ResearchShared TUI Extraction

03 - Target Repository

03 - Target Repository

Repository shape

tailrocks/termrock
|- Cargo.toml
|- crates/
|  |- termrock/
|  |  `- src/
|  |     |- input/
|  |     |- interaction/
|  |     |- layout/
|  |     |- osc/
|  |     |- runtime/
|  |     |- scroll/
|  |     |- style/
|  |     |- crossterm/       # optional feature
|  |     |- text/
|  |     `- widgets/
|  `- termrock-lookbook/
|     |- src/lib.rs
|     `- src/bin/termrock-lookbook.rs
|- docs/
|  |- content/docs/components/
|  `- public/component-previews/
|- fixtures/renders/
|- examples/{direct,tea,component,flux,buffer_only,crossterm_managed,crossterm_manual}.rs
`- xtask or scripts for docs and render conformance

Start with two packages: the reusable component crate and a lookbook package that exposes the story/render library plus its CLI. Do not create a third CLI crate only to wrap the lookbook. Add a public testing crate only after two consumers require the same TestBackend, event fixtures, or golden-render helpers.
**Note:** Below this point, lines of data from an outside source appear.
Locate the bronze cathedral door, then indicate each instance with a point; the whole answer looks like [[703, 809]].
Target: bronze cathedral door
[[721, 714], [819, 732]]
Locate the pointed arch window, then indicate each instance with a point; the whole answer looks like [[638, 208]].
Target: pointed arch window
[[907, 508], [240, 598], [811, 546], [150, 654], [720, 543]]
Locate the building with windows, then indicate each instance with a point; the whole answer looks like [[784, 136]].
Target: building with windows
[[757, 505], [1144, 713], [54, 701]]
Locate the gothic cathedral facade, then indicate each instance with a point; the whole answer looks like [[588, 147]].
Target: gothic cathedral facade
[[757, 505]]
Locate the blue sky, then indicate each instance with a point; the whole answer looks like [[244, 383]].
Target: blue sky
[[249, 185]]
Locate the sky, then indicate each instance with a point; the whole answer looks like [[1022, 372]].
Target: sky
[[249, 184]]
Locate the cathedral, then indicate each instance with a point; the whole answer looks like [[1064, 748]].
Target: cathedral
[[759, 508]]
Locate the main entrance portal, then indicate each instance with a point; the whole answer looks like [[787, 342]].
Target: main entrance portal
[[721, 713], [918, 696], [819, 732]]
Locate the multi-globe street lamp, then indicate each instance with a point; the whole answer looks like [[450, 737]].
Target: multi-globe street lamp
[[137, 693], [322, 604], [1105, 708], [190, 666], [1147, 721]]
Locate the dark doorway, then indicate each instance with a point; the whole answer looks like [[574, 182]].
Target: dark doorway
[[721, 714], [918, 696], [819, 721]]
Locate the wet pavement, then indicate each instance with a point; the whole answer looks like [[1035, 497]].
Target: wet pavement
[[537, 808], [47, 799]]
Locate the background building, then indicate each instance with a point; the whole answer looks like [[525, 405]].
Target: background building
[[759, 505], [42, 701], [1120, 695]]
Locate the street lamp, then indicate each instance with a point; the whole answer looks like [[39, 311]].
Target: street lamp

The repository is public and is created empty without an auto-generated seed commit. Filtered donor history stays in a dedicated clone until the neutral standalone head passes the pre-publish history/license/secret scan and local build. The first push publishes only main, with the reviewed head above the inherited history; donor branches, donor tags, and the raw filtered tip are never advertised.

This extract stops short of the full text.